The Evolution of Chess Engines
Today we're going to be diving into the history of chess engines! I assure you, it's going to be a very exciting story!
Chapter 1: The Beginnings
The story of autonomous chess stretches all the way to the Mechanical Turk of the 1770s. It was originally designed by Wolfgang von Klempelen was essentially a large wooden cabinet with a fake turbaned Turkish man behind it. He has something like a puppet arm to move the pieces. Inside was a complex system of gears and levers, whenever the opponent moved their piece a magnet would drop down giving the master inside of the box time to replicate his move on another chess board inside the box before the magnet lifted back up. As you probably realised this wasn't a true chess engine, however the hoax was only revealed after von Klempelen's death, which was in 1820. Even though this was a hoax this was one, if not the first to spark an interest in autonomous chess, which eventually developed into what we know today.
Chapter 2: The First True Theories
In the mid-20th century, Alan Turing, who was a famous figure in computer science laid a lot of the groundwork for chess algorithms, which was titled "Digital Computer Applied to Games." However this during his time was not applied to a computer, for several reasons, the main reason was that it was too complex for computers to calculate during that time period. However again in 1950 Claude Shannon another computer scientist published "Programming a Computer to Play Chess." Unlike Alan Turing's book, which introduced the concept of evaluation functions and search algorithms, these 2 books were the starting blocks of the modern chess engines.
Chapter 3: The First...Puzzle Solving Chess Engine
In 1951 Dietrich Prinz, a German computer scientist introduced the Ferranti Mark 1. One of the earliest chess "computers." However it was only capable of playing simpler mate solutions like mate in 2, but it's something.
However 5 years later, the first "true" chess computer came out, and it was called the MANIAC I, it was capable of playing a full game of chess albeit with simpler rules, but the MANIAC I marked a significant leap in chess computing and chess engines.
In the 1960s and 1970s computer scientists were racing through and making significant progress in chess computers, one of the most notable was the Mac Hack VI developed by Richard Greenblatt at MIT, specifically developed in 1967.
Now if we go to 1970-1980s then we'll find the rise of microcomputers, (aka smaller than giant shelves of computers.) Which happily enough brought chess computers to a broader audience, like most of us reading this right now. The most notable, or one of the most noticeable would be Chess 4.5, which was made by Larry Atkin and David Slate. Chess 4.5 won several chess computer championships at that time.
Chapter 4: The Start of the modern Chess engines
In the 1980s marked the era of the start of modern chess engines as we know of today. The 1980s introduced several new chess engines, the most popular of which was Fritz, which still exists today. Fritz was developed by ChessBase and had a rich history, and in fact it's still being updated, the most recent being Fritz 18 Neuronal.
A decade later from 1980s would mark the year of 1990, which also marked what people usually know as the decade when a chess engine beat the first chess GM, Garry Kasparov. And that chess engine was no other than Deep Blue! Although Deep Blue lost the match in 1996, it did win 1 game and one year later in 1997 it won the match against Garry Kasparov.
Black Resigned
Chapter 5: The Modern Times Begin!
The first notable chess engine released was our beloved Stockfish, which was in 2008. Developed by Tord Romstad, Marco Costalba, and Joona Kiiski, this engine was derived from Glaurung an open-sourced engine made by Tom Romstad in 2004. It quickly gained support because of its strong performance and open-source nature. And in August 2020, it adopted the Efficiently Updatable Neural Network (NNUE), which improved its evaluation accuracy by miles.

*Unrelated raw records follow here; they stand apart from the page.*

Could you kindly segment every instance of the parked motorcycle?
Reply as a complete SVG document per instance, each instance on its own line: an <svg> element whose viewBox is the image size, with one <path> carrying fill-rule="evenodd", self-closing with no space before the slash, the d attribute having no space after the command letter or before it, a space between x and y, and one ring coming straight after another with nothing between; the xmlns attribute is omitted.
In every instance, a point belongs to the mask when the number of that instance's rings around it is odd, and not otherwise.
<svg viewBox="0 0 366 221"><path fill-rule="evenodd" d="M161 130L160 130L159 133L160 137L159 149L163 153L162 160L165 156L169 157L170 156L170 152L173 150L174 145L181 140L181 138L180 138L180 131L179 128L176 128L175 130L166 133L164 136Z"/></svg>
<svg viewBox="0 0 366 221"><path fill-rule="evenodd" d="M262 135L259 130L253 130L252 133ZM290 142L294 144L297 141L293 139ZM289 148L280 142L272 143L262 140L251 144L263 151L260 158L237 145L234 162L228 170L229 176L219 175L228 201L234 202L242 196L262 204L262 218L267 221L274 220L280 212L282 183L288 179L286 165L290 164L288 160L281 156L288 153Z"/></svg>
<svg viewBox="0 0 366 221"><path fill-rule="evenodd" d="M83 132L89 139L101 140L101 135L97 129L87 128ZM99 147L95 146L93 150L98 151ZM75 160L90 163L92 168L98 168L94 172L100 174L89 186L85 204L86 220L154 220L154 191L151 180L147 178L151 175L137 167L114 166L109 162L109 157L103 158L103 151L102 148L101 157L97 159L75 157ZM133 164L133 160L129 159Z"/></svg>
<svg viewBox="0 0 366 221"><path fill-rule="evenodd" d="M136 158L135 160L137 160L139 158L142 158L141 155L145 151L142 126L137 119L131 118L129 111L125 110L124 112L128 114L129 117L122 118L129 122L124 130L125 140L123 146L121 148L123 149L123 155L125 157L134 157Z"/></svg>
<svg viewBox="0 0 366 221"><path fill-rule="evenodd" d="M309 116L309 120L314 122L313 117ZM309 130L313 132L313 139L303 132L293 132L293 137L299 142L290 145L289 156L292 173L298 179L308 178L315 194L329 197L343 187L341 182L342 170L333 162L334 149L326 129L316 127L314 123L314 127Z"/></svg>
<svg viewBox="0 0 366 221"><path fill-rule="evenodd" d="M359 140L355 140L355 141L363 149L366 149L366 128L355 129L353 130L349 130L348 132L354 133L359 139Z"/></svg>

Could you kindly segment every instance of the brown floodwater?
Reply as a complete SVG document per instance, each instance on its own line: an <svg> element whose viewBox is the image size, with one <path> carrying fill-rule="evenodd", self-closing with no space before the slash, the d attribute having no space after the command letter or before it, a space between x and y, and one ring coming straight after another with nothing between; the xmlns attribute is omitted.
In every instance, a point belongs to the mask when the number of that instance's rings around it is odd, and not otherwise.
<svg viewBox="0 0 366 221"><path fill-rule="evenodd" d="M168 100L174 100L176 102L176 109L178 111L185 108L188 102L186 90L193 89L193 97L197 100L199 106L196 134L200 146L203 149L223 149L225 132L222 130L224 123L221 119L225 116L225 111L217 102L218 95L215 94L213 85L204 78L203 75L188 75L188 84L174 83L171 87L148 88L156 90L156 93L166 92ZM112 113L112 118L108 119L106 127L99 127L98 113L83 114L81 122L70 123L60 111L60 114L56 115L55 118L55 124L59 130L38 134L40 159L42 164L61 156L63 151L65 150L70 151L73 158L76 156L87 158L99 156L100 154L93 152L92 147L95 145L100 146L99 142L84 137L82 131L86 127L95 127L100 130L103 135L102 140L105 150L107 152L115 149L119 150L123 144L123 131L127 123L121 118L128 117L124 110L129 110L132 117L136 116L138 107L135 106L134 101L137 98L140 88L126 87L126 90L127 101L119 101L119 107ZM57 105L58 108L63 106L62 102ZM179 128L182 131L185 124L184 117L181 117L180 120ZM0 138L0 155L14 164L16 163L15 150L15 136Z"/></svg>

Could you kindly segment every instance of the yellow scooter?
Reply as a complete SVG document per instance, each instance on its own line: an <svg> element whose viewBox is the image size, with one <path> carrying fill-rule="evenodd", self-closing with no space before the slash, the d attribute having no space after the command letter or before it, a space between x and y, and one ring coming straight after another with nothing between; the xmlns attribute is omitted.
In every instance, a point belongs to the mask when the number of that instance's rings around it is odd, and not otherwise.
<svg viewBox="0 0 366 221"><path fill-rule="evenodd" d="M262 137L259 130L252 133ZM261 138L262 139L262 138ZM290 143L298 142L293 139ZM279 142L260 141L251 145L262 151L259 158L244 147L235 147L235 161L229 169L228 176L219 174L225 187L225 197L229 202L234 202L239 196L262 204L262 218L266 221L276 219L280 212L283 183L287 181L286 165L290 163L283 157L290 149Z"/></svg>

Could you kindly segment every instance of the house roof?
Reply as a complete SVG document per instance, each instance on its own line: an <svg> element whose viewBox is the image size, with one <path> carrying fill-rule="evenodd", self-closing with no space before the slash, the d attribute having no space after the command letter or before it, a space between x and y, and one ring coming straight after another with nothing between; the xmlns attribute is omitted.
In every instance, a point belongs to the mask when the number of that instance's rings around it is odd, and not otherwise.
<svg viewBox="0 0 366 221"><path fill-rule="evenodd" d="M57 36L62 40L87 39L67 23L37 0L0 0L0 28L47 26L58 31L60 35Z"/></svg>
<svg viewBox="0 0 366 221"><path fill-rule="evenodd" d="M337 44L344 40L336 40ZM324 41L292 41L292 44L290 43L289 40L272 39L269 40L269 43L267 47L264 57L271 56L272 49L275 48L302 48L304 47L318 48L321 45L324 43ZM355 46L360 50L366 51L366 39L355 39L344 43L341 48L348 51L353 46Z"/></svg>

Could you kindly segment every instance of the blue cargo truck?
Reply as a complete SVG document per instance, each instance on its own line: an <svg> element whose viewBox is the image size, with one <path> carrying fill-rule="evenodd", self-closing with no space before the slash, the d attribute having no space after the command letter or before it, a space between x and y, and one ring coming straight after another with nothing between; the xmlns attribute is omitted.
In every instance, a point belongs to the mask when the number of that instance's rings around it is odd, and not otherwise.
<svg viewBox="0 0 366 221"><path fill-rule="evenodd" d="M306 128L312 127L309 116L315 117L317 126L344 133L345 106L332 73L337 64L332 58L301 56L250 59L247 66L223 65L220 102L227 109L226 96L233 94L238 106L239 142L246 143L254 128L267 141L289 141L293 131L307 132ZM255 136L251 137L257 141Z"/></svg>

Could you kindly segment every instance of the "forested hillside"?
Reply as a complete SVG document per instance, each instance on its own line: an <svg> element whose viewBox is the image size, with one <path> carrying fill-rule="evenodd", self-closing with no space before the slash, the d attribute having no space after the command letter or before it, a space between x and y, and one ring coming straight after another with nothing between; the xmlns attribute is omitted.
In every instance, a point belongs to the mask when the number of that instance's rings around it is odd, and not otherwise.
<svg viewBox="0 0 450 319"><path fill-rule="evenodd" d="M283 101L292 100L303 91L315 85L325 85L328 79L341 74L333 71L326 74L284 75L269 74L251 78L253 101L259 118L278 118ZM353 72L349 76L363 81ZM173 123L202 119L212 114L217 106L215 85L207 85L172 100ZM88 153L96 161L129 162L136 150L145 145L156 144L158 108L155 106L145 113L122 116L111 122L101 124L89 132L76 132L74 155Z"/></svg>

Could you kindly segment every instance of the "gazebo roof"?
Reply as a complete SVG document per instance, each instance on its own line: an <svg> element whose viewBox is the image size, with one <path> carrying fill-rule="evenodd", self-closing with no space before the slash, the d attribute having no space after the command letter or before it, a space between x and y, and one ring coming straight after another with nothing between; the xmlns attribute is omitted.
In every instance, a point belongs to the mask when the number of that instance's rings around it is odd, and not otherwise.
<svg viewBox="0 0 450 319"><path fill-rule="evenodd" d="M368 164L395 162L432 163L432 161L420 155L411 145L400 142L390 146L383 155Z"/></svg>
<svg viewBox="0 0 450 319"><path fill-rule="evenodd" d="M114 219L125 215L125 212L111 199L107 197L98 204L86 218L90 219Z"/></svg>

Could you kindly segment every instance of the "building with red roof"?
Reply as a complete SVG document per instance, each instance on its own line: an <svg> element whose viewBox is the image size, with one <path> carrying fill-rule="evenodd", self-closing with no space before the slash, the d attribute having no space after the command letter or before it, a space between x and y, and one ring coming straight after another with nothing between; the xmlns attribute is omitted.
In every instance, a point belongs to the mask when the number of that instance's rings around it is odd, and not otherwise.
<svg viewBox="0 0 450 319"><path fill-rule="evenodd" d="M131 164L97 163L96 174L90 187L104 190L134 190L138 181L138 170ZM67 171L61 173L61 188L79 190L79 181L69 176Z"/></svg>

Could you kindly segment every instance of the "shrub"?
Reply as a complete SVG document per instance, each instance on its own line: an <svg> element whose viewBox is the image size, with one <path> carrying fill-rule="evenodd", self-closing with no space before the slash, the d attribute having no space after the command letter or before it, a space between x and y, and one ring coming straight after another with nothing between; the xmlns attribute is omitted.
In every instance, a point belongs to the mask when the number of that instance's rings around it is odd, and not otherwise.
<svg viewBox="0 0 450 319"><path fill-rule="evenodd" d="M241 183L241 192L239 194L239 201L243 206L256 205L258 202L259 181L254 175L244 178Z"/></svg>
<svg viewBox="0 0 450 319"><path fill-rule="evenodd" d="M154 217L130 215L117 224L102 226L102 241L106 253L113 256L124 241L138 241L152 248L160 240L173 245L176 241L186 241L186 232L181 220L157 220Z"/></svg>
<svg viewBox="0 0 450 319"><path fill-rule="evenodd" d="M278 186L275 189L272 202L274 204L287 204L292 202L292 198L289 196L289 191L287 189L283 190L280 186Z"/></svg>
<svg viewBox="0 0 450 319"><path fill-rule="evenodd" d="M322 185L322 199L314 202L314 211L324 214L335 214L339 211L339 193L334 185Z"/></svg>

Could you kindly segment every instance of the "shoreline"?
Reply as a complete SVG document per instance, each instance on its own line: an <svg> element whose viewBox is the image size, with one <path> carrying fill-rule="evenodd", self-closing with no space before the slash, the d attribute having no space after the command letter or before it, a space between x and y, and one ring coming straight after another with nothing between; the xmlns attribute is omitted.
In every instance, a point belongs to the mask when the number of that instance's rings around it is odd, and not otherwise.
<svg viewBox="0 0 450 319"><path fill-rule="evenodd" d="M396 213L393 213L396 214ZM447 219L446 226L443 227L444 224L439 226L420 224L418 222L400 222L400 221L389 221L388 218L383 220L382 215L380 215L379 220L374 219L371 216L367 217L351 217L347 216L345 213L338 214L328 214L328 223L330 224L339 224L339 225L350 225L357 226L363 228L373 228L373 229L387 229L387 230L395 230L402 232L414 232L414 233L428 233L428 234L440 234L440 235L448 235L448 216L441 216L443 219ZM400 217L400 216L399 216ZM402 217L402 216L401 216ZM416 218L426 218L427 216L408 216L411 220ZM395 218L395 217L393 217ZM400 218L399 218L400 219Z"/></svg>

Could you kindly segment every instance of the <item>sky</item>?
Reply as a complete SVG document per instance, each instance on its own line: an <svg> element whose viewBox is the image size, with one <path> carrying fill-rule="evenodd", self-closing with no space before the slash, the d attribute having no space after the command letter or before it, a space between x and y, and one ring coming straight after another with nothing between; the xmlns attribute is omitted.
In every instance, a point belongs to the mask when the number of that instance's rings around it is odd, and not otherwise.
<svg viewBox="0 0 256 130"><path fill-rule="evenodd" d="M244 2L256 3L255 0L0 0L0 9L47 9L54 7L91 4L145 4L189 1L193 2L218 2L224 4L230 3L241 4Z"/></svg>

This was one of the first major games played by Stockfish, showcasing its power against Rybka
In 2010-2019, there were 3 notable releases 1 of which in 2012 was Komodo made by Don Dailey and Mark Lefler, it combined traditional with neural making it at the time, one of the top engines. In 2018 Chess.com acquired Komodo, which brought in a lot more supplies to update the engine, eventually evolving it into what we know as today as Dragon, which also used NNUE.

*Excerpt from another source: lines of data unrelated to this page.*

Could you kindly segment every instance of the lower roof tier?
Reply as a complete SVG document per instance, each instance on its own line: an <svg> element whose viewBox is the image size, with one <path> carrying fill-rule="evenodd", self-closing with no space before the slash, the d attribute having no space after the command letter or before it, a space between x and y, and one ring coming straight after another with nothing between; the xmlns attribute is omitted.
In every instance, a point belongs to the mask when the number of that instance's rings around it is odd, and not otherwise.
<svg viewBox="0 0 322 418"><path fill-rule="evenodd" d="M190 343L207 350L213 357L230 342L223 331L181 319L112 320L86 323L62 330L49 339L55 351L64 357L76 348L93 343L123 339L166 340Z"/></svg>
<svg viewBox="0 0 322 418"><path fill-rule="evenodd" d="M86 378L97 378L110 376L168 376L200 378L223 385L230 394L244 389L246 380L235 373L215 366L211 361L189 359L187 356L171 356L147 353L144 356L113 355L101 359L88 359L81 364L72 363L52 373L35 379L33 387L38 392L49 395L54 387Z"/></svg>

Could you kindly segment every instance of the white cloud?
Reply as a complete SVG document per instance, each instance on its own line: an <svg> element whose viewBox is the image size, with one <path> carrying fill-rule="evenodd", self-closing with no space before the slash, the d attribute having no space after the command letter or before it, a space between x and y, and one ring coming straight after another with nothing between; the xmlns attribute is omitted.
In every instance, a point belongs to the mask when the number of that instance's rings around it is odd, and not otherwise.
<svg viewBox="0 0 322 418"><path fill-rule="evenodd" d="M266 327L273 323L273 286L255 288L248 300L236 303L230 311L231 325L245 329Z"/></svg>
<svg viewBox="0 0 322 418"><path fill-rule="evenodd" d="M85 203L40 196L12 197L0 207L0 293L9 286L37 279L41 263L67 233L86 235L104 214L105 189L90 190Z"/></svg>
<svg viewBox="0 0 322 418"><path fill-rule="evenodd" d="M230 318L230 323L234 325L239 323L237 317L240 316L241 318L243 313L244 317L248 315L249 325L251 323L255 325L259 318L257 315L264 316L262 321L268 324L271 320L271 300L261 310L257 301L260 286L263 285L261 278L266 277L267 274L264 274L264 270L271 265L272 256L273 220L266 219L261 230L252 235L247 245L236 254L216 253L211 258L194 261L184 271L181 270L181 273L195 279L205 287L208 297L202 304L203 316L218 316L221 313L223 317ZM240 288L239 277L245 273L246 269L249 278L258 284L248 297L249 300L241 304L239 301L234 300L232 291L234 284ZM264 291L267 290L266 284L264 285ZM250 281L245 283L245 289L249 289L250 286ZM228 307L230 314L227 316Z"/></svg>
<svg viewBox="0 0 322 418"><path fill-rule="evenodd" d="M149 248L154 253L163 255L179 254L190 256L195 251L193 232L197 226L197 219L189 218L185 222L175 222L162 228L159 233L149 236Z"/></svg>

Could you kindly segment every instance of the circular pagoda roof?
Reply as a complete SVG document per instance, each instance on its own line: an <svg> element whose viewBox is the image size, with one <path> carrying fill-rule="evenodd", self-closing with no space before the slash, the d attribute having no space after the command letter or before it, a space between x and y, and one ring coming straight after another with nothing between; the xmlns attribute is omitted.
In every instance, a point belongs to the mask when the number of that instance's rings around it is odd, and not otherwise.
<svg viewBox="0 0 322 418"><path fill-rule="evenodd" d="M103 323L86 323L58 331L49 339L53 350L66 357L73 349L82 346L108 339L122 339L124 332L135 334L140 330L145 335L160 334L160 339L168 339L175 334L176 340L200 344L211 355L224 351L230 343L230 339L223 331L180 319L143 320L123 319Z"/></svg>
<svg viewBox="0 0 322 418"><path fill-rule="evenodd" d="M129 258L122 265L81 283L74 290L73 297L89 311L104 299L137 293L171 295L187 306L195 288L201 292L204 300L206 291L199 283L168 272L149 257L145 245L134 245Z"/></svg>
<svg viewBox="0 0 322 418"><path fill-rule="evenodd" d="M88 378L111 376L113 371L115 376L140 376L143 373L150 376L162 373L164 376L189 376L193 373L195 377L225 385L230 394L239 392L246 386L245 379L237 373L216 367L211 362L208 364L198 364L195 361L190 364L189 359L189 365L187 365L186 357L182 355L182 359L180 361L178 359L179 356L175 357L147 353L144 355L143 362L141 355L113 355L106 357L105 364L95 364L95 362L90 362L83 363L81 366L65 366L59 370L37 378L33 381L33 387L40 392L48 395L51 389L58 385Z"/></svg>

The second notable chess engine during the time span of 2010-2019 was AlphaZero, developed by DeepMind and released in 2017. Its goal? To master chess, shogi(Japanese chess), and Go. What made it so unique was that it trained solely on self-play.
The third notable one is Lc0 or Leela Chess Zero, developed in 2015, and in 2017 started getting competitive against Stockfish inspired by AlphaZero's self-training method. Lc0 was developed by Gary Linscott.
In 2023 a new kid arrived onto the block, Torch. A chess engine released by chess.com and developed by Andrew Grant (author of Ethereal), Finn Eggers & Kim Kåhre (authors of Koivisto), Jay Honnold (author of Berserk), and Michael Whiteley & Dietrich Kappe (current authors of Dragon). Quickly taking #2 and only losing to the rapid event, Torch proved itself to stay in the competition. In 2024 Torch 2.0 was released, which was primarily to improve performance, and to improve as an analysis tool.